Droit de Réponse à Mme Aliette Guibert-Certhoux sur l’affaire Battisti

Droit de Réponse à Mme Aliette Guibert-Certhoux sur l'affaire Battisti

La fondatrice de Critical Secret et contemptrice des tendances du réseau mondial nous adresse une lettre ouverte en réponse à l’article Lettre ouverte à Fred Vargas dans laquelle elle n’était nullement mise en cause. C’est la raison pour laquelle vous pourrez vous référer à l’article incriminé publié dans Le Mague le 2 juin 2004 en cliquant sur le lien situé à la fin de cette page.

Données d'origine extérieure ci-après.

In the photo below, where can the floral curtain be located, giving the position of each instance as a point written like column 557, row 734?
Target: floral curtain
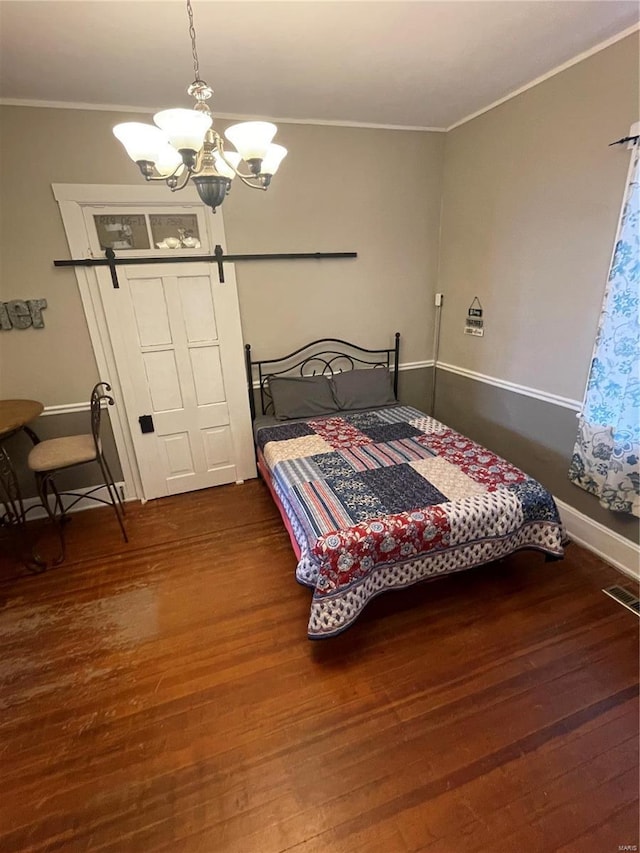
column 605, row 459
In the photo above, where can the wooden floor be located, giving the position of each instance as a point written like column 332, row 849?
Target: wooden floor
column 163, row 695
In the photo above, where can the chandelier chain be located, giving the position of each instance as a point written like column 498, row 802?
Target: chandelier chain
column 194, row 49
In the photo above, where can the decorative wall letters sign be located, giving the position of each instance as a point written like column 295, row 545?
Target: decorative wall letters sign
column 474, row 324
column 22, row 314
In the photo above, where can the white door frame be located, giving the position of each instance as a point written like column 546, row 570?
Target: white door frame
column 72, row 198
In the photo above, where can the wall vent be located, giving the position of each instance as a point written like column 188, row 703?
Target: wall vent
column 624, row 596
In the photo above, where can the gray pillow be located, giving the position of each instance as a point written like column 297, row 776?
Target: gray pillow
column 363, row 389
column 301, row 396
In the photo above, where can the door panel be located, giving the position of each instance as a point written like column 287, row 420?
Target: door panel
column 150, row 311
column 197, row 308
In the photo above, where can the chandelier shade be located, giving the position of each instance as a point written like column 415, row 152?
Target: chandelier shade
column 251, row 138
column 183, row 145
column 185, row 129
column 143, row 142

J’ai choisi mon camp de raison (car même la raison est multiple).
Battisti serait-il une crapule à vrai dire je m’en f.… ce n’est même
pas le problème.

Le problème politique très grave qui se pose à propos de Battisti
c’est la souveraineté des Etats comme diversité du monde émergent du
néoconservatisme dans le monde globalisé avec de nouvelles différences
après Bush.

Si l’Italie ne voulait pas perdre Battisti elle ne devait pas le
laisser fuir… Mais une fois sa fuite consommée, s’il ne vivait pas
en clandestinité mais sous un registre public d’autorisations
représentatives — comme Persichetti, comme Petrella, tous
publiquement installés car vivant légitimement en France : ces
citoyens n’appartenaient plus à l’Italie.

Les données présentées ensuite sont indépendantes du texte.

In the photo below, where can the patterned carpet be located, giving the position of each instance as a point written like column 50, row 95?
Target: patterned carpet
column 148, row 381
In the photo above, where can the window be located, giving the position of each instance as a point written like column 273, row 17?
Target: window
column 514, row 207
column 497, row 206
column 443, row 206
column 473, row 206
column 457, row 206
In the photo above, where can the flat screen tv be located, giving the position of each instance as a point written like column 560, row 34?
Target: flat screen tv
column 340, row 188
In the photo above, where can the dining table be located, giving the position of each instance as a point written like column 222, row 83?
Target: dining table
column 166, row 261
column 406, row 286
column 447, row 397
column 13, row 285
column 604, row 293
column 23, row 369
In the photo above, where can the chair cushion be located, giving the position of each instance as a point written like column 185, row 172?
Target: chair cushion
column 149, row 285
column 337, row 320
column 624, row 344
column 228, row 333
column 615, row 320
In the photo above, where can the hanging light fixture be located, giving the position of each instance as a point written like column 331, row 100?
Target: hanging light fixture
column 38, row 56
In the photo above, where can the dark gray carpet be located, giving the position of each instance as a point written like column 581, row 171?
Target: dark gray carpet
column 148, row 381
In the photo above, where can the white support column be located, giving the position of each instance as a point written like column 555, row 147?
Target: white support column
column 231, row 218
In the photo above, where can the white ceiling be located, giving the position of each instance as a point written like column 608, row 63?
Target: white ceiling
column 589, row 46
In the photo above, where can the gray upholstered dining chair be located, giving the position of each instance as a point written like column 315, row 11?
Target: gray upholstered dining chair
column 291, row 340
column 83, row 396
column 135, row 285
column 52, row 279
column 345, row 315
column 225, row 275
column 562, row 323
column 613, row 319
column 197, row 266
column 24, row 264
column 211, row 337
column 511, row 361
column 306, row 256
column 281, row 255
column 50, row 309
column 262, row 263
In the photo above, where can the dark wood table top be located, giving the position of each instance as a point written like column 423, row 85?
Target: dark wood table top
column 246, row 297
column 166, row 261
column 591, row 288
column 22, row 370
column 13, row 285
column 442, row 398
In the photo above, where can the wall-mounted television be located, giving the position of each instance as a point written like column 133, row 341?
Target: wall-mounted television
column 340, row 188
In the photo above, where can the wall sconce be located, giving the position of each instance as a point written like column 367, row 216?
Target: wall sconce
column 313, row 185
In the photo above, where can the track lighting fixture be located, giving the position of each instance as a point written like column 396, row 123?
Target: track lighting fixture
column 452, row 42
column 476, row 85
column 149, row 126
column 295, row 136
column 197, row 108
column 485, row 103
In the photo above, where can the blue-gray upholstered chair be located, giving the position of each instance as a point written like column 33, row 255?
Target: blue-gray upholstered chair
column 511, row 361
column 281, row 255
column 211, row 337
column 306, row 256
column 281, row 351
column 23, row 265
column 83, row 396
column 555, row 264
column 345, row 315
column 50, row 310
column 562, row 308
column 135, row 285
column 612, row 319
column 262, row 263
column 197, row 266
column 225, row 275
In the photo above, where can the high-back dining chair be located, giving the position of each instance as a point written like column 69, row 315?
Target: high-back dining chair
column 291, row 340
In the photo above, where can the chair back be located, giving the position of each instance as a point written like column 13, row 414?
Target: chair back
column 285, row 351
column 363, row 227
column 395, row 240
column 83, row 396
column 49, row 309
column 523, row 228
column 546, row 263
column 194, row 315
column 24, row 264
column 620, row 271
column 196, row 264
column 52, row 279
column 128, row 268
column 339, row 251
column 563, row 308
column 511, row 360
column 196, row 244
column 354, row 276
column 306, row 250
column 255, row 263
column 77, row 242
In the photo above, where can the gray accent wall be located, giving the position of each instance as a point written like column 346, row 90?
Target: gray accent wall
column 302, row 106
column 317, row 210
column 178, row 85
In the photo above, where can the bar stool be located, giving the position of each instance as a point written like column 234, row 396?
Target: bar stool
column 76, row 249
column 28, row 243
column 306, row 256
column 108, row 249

D’ailleurs, l’italie au temps de ce pacte avait pris accord avec
Mitterrand pour cette solution, comme une parmi les autres solutions
du rétablissement de la paix civile. Je dis bien : accord de principe
entre le premier ministre italien et le chef d’Etat français au moment
où la décision de la parole donnée fut prise, consensuellement.
Seulement ce premier ministre est mort depuis longtemps et ne peut
donc plus en attester. Il y avait un vide sur l’insoumission dans les
droits de l’homme en annexe de la constitution en France, à cause de
sa révocation par Mitterrand en 1989, pour convenir à l’Europe, mais
son statut dans le cadre de la république présidentielle l’autorisait
à procéder comme il l’a fait, pour pallier à son imprévision.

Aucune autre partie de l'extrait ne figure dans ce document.